All dogs were healthy during the trial, no side effects and no case of death were recorded as evidenced by the certificate issued by the veterinarian. No residual pet food was found after consumption throughout the experimental period. BW and BCS did not change during the trial in either group showing no significant values (Table 5; A-B) and the animals maintained an ideal body condition. BW data show no differences between the two groups. FM was significantly lower at the end of the trial in the LACTO group compared with the CTR group (P<0.001; table 6); in fact a lower humidity content was found especially in the last three weeks of the experimental period (T3-T5) in the fecal samples of the group treated with L. reuteri NBF 1 DSM 32203 compared with the values recorded in the CTR group (P<0.001) where the fecal humidity remains almost the same; the beneficial effect of Lactobacillus reuteri NBF 1 DSM 32203 was also confirmed by the values of fecal score (FS) recorded among the two groups of dogs (Table 7; Figure 2). Specifically, FS values fluctuate between 2.97±0.29 at the beginning of the study and 3.00±0.29 at the end in the control group, so, they don’t show any variation; while, the LACTO group shows much lower values between the 2.93±0.29 at the beginning of the trial and the 2.00±0.29 at the end of the experiment with an overall value of 2.92±0.15 (P<0.001) for the control group and 2.32±0.16 (P<0.001) for the LACTO group. The decrease of about 1 point (registered in the LACTO group) on a scale of 1 to 7 can certainly have implications for the intestinal health of dogs with an important biological relevance [10]. With regard to the microbiological analysis, at the end of the experimental period (T5), was observed a significant increase of Lactobacilli in the treated group (LACTO) respect to the control group moving from a concentration of 4.75±0.06 log CFU/g (P=0.990) at the beginning of the experiment to a concentration of 5.73±0.06 log CFU/g (P<0.001) at the end of the trial (Table 8; Figure 3) followed by a decrease in the total coliforms’ amount (P<0.001) (Table 9; Figure 4).
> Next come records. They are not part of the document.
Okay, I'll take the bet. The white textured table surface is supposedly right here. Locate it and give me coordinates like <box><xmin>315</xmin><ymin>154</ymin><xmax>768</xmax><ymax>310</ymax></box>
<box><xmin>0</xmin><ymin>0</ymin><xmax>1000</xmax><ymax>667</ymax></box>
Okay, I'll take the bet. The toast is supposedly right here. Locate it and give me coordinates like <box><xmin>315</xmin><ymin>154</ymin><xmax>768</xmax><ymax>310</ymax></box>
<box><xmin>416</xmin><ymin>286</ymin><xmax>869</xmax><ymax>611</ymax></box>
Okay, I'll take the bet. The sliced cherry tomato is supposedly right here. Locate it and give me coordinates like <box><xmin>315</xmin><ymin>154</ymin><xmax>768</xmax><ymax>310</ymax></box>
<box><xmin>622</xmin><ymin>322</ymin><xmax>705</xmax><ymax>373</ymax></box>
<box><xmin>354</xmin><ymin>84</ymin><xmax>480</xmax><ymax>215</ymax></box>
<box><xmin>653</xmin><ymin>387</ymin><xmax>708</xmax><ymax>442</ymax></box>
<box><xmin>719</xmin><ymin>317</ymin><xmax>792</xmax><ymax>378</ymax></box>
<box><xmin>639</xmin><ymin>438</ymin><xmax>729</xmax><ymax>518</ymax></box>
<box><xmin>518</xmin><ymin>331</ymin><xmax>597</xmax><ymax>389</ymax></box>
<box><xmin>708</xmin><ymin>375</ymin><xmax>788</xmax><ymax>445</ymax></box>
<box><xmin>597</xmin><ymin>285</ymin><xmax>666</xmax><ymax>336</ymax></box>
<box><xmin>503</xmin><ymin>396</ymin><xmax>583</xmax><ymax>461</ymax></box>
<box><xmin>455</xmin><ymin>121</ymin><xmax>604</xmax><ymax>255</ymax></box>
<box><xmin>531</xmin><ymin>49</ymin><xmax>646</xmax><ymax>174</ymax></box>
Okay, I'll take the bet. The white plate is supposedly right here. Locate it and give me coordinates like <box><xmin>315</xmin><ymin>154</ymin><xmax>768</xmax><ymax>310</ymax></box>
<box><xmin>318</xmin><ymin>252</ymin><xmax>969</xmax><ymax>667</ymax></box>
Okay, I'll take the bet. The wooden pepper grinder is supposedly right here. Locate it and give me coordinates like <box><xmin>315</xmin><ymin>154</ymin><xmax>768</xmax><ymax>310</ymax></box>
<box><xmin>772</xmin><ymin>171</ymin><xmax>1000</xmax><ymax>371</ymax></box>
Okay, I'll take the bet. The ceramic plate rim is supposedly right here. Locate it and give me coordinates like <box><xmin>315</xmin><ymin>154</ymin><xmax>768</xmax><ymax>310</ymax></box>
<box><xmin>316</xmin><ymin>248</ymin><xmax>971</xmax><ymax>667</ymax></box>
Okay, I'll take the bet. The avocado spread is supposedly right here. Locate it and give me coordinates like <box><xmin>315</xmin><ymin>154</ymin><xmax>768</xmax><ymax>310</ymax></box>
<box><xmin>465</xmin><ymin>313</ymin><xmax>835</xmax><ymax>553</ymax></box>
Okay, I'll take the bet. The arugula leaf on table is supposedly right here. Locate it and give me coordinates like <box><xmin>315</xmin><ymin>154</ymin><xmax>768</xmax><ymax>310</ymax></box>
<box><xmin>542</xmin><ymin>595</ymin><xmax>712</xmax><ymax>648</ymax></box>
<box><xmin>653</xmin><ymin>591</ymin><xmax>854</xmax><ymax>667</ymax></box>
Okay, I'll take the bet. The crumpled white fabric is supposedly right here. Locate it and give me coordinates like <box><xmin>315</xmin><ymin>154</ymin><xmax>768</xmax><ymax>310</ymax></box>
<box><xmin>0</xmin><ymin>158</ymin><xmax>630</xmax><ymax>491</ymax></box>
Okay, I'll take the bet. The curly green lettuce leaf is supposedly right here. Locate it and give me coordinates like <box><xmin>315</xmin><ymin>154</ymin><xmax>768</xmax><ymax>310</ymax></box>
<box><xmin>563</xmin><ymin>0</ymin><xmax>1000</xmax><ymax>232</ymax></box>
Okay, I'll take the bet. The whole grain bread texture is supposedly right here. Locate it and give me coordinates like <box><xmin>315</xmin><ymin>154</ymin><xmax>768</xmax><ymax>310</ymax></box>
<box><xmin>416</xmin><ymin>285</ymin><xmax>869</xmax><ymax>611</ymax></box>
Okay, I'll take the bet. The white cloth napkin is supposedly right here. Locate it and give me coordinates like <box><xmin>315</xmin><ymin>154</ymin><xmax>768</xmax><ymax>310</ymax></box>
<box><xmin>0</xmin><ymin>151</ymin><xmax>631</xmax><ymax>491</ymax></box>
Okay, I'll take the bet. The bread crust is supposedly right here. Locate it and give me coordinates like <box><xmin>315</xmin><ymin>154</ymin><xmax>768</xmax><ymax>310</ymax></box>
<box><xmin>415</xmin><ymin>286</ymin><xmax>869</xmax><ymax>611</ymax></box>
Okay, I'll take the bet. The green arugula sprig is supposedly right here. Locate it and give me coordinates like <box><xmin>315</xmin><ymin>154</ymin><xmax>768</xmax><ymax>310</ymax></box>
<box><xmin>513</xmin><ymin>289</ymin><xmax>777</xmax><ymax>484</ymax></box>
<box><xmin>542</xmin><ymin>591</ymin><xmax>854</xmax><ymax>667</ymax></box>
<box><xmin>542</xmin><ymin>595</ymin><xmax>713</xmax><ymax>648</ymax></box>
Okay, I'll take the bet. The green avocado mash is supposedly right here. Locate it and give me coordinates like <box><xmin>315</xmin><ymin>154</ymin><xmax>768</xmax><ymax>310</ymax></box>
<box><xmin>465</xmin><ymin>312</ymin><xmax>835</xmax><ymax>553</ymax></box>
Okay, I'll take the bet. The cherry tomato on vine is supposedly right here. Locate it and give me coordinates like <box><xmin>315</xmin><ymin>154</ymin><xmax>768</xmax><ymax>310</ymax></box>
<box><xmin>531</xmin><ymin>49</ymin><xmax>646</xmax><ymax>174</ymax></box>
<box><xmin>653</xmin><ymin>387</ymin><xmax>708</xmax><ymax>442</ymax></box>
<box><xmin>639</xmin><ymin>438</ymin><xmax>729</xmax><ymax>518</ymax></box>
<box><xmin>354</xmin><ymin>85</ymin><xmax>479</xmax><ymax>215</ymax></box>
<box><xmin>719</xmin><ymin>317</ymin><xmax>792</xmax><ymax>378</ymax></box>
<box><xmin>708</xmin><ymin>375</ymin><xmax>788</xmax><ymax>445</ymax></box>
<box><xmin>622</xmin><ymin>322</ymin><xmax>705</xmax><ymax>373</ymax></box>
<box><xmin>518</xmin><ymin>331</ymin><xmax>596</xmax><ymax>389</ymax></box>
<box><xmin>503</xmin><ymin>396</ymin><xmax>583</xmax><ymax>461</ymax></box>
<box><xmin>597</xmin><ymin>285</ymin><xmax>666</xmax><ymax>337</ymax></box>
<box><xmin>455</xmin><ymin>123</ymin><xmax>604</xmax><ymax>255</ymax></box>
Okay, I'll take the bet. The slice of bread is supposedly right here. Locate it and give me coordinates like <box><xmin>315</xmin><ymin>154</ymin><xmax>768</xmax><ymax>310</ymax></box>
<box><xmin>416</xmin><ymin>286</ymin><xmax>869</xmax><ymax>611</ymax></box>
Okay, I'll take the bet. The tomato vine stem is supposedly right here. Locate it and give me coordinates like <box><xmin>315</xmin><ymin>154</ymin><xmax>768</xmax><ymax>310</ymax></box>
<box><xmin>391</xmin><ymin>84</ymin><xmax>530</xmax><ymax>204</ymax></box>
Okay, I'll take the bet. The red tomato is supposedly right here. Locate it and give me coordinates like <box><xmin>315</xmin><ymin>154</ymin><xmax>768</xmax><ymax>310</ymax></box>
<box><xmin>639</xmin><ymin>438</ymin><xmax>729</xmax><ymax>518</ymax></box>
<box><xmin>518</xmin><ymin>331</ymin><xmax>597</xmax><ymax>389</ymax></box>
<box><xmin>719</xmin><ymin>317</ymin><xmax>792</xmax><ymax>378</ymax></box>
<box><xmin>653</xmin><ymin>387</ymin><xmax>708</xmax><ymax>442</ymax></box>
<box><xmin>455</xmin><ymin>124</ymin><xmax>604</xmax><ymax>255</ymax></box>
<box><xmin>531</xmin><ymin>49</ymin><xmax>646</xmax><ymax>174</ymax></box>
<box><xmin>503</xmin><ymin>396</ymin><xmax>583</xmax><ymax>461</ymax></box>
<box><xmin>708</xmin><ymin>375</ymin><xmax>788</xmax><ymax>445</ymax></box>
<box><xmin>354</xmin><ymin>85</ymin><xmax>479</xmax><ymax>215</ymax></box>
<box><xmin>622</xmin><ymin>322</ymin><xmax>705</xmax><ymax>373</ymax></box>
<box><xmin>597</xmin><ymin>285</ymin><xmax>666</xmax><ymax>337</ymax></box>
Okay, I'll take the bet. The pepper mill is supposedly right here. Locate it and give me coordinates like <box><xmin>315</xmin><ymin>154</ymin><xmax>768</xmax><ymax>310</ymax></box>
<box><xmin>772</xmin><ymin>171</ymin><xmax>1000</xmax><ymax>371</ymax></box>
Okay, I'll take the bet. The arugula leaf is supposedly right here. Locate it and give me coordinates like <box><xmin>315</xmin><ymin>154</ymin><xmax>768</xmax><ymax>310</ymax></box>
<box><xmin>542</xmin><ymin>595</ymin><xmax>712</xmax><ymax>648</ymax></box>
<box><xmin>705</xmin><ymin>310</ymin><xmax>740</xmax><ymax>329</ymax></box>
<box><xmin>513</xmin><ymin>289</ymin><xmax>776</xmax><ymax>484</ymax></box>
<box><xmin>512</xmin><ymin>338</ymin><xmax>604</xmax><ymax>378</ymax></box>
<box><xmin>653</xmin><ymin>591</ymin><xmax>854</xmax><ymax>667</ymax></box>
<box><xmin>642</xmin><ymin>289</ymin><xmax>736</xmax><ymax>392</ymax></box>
This study evaluated the effect of a potential probiotic strain: L. reuteri NBF 1 DSM 32203 on body weight, fecal consistency and microbiological analysis of fecal samples of healthy Bouledogue Francais adult dogs. L. reuteri NBF 1 DSM 32203 promoted a significant reduction in fecal humidity (FM) and fecal score (FS) in the group of dogs treated with the probiotic (LACTO) with a mean value closer to the ideal one compared with the control group (CTR). The potential probiotic strain showed a positive effect at the intestinal level of healthy dogs decreasing fecal humidity giving more consistency to the stool. During the last three weeks of the study (T3-T5) were recorded the lowest fecal humidity values in the LACTO group and the fecal score displayed values closer to those of the ‘ideal’ condition respect to the control group (CTR). The effects of the administration of L. reuteri NBF 1 DSM 32203 on the intestinal microbial ecosystem showed the ability of this potential probiotic to increase, especially in the last two weeks, the amounts of lactobacilli, followed by a decrease of total coliforms. The increase in lactobacilli is certainly positive: they promote the integrity of the intestinal barrier by preventing the adhesion of pathogenic bacteria and their proliferation [11].

The data collected from the present study report the capacity of the bacterial strain L. reuteri NBF 1 DSM 32203 to ameliorate fecal quality parameters such as FM and FS in healthy adult Bouledogue Francais dogs. Fecal Score is one of the most important parameters of biological relevance and, at the end of the treatment, reported a significant decrease of about 1 point in the group treated with L. reuteri NBF 1 DSM 32203 compared to the control group that showed no decrease respect the beginning. This result was accompanied by a decrease in fecal humidity, causing the feces to be more consistent and well-formed as an indication of good intestinal ecosystem related to a good digestion [12]. In addition, the increase in Lactobacilli, confirms once again the ability of this potential probiotic strain to improve the composition of the intestinal microbiota by promoting an increase in beneficial species capable of promoting the maintenance of the integrity of the intestinal mucosa [13].